In an isolation room, there are usually only two things, both of them considered harmless: a mattress made of plastic and foam to lie down on, and an extremely heavy blanket — not a real blanket, just sort of a super-heavy, super-strong piece of cloth that is built to be so heavy that you can’t tear it apart. It doesn’t even keep you warm, really, because it is so heavy that it takes an hour for your body heat to warm it up. It is much heavier than a piece of canvas, and it doesn’t hold much heat, and you can’t destroy it because it is designed to be indestructible by any violent asshole who is put in that room. And so what I did, after they shot me in the ass with a needle and then I woke up again, was to ask the nurse (God bless her heart!) if I could take the blanket out of the isolation room to my own room (and I always get a room by myself, because I’m so much older than most people and need my privacy and I’m so obviously schizophrenic that it’s best to put me by myself), and she actually said yes! I told her I wanted it as a cover for my bed, and she actually bought it. It was better than talking a traffic cop out of a ticket.
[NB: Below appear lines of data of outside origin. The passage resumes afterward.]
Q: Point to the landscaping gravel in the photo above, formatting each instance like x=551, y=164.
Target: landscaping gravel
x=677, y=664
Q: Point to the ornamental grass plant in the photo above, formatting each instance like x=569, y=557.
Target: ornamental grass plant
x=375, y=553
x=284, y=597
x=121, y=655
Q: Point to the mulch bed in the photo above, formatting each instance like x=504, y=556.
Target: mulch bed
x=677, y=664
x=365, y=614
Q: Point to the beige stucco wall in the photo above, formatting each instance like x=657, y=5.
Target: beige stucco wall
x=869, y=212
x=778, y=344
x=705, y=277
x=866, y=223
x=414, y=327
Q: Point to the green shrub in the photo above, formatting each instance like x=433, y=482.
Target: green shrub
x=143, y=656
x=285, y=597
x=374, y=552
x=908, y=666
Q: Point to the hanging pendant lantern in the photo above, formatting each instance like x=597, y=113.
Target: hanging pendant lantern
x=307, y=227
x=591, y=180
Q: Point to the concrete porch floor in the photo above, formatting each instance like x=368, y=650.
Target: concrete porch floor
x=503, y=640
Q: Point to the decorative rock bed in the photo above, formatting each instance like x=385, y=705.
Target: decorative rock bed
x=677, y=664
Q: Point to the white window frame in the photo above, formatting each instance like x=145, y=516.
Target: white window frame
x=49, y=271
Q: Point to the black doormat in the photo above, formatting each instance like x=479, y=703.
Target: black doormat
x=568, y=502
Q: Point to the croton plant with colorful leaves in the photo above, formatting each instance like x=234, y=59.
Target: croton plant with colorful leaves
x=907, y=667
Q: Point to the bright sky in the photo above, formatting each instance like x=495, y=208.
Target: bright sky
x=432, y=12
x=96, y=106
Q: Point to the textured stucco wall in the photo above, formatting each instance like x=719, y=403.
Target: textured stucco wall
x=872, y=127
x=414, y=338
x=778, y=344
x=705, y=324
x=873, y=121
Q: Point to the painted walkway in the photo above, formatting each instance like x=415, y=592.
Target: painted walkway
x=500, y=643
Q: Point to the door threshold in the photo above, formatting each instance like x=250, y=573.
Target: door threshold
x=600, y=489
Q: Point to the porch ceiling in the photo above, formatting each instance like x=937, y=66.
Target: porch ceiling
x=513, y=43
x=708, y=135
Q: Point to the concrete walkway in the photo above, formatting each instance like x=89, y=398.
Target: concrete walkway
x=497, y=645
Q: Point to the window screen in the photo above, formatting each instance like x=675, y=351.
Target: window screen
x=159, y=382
This, my friends, was the ultimate score. I put that thing in my bag when I left (I always make sure I have a huge bag when I leave so I can take all the stuff that I’ve collected!) and I now have, in my home, the huge, heavy fucking blanket that they keep in a seclusion room. It is my ultimate trophy. No one else that I know has ever gotten one — or even dared to make the attempt.
And on the day before I left I even told the coolest mental health worker in the place what I was doing, and she grinned and laughed and walked away. No problems there!
Fuck yeah! Thank you, New Hampshire Hospital!